Moving From Stack to Queue?

One of the things I have a problem with in projects (school, work, or personal) is when they morph into a stack data structure. For instance, if you’re thinking about something you need to do, but to do that, you first have to do another thing, and to do that other thing, you first have to do some other thing - that’s what I mean. Once the third or fourth things gets piled on top I tend to say “to heck with it” and go do something else. (Yeah, that’s not a very productive strategy, I admit.) It feels hopeless getting to the bottom.

Fortunately, one thing we do in our meetings with Dr.

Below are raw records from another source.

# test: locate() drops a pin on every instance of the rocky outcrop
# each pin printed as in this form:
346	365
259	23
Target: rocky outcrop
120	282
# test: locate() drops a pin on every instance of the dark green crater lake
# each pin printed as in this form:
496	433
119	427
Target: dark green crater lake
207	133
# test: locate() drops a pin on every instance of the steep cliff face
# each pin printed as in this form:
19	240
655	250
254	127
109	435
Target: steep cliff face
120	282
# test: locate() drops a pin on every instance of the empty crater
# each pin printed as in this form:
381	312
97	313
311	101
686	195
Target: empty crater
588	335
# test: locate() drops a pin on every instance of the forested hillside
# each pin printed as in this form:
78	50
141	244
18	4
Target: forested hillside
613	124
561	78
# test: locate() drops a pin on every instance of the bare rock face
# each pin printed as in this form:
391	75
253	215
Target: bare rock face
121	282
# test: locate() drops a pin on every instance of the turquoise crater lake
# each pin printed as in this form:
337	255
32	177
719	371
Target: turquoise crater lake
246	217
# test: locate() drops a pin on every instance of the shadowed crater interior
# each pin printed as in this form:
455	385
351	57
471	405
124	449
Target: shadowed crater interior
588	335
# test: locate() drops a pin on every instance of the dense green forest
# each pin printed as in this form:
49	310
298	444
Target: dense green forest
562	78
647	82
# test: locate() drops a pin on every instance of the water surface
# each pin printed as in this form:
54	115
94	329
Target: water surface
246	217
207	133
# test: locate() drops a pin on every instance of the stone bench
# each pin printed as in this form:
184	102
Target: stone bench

Paul is turn the impossible stack back into a queue - a list where it’s obvious what needs to be done next. (It’s really more of a perspective shift than anything.)

(Of course, our project is really like a tree or maybe a digraph - we could go in all kinds of directions at once. But that’s equally tricky to navigate.)

So, our next stage right now is to design the database to store our patient data. We talked with Dr. Paul about object-oriented databases but I think that might be more than we want to get into at this moment (projects within projects).

Oops, did I say database? I should have said “data model.” But as with so many things, I’ve mainly designed data models by designing databases (kind of like I’ve usually designed objects in Java by coding them first, though I can sometimes manage it the other way around).

Anyway, Olga and I are going to work on our ideas about that and then meet to hammer something out.